Mais regulares, os livros de artigos e ensaios de Serra abordam especialmente temas econômicos (como milagre brasileiro, dependentismo e orçamento) e políticos (ele faz a defesa recorrente do parlamentarismo e da reforma política). Em 2000, foi publicado "Ampliando o Possível", reunião de textos do tucano sobre saúde pública, referentes à sua gestão como ministro da Saúde.
Possivelmente a obra de maior repercussão de Serra é o artigo "Além da Estagnação ", em parceria com a economista Maria da Conceição Tavares, hoje no PT, e publicado no livro "Da Substituição de Importações ao Capitalismo Financeiro", de 1972.
A análise feita pelos dois -de que as economias latino-americanas podiam se desenvolver mesmo dependentes do capital estrangeiro- foi compartilhada e ampliada por FHC e Enzo Faletto em "Dependência e Desenvolvimento na América Latina".

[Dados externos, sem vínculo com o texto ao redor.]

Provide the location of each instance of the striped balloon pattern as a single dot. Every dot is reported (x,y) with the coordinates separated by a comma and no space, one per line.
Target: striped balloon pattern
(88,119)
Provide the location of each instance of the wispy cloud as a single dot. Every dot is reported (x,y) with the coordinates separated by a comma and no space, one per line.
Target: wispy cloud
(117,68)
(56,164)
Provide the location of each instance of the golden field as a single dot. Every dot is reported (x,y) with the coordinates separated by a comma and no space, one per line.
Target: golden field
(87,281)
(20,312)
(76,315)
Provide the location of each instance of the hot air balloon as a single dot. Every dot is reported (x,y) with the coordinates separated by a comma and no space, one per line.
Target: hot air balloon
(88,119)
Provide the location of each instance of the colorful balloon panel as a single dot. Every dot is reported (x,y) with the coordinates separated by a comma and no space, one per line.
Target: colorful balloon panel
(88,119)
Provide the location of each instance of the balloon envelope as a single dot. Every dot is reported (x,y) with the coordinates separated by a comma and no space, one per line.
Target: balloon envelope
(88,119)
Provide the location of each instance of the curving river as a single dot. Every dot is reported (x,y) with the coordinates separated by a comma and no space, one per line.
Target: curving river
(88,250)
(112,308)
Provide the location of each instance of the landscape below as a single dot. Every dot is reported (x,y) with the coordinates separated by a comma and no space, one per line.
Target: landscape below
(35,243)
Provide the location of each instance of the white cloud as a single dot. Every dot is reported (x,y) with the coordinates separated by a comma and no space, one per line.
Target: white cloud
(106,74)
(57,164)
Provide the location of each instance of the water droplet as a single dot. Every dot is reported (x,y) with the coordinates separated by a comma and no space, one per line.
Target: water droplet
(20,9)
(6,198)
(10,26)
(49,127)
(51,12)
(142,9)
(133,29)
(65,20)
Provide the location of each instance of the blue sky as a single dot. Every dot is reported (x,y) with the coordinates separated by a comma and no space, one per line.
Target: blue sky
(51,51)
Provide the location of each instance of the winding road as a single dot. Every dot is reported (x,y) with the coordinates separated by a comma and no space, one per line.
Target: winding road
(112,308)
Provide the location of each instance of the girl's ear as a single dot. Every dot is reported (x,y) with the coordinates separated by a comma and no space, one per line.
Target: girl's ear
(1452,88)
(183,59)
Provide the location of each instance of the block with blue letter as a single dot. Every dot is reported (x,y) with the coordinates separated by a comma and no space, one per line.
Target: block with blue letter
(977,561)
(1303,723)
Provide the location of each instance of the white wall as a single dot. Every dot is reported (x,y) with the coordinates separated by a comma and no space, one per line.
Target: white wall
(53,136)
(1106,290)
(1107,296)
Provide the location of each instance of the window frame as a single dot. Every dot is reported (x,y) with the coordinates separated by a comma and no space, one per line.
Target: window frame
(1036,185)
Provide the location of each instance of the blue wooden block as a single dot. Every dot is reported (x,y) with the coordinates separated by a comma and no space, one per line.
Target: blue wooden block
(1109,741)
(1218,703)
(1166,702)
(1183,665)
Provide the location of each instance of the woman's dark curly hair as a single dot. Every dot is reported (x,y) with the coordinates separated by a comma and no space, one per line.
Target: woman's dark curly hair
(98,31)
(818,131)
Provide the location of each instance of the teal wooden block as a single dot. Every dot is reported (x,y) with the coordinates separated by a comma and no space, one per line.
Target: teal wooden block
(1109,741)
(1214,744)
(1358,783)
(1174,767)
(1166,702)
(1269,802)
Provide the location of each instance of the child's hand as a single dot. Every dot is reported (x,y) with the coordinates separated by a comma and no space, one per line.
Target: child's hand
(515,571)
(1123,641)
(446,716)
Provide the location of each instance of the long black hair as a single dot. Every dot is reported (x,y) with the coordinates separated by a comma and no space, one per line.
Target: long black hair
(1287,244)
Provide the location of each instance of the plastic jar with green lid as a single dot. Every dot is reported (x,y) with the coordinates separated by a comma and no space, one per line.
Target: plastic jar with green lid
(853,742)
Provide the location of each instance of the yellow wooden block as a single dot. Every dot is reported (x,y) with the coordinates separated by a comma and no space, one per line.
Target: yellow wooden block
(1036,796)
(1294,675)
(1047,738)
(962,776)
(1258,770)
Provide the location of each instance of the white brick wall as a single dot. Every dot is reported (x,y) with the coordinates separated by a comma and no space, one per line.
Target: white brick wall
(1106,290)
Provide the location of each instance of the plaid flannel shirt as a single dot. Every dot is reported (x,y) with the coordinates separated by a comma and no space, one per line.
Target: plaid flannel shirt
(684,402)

Autor mais constante que Serra e Lula, o atual presidente -que escreveu 23 livros até virar candidato ao Planalto pela primeira vez, em 94- foi questionado por ter "traído" o pensamento esquerdista que norteou "Dependência" e outras obras.
As críticas surgiram principalmente após a polêmica da frase "esqueçam o que eu escrevi", que teria sido dita por ele quando ainda era ministro da Fazenda -FHC negou tê-la proferido.
É curioso observar a aproximação entre petistas e tucanos nos livros: além de escrever com Maria da Conceição, Serra publicou um ensaio num livro de Luiz Gonzaga Belluzzo (hoje ligado ao PT) e é entrevistado noutro organizado por Guido Mantega, principal assessor econômico de Lula.
Um problema para o (e)leitor curioso é que parte dos livros antigos referentes à Lula e Serra está fora de catálogo, restando aos interessados a alternativa de se embrenhar por bibliotecas -as de faculdades de Ciências Humanas e de Economia são uma opção.
No caso de Lula, há um facilitador: quase a totalidade das obras de ou sobre o candidato está reunida na Fundação Perseu Abramo, fundada pelo PT. O material está disponível para a consulta na sede da entidade, na rua Francisco Cruz, 234, Vila Mariana, São Paulo-SP, ou, de forma parcial, no site (www.fpabramo.org.br).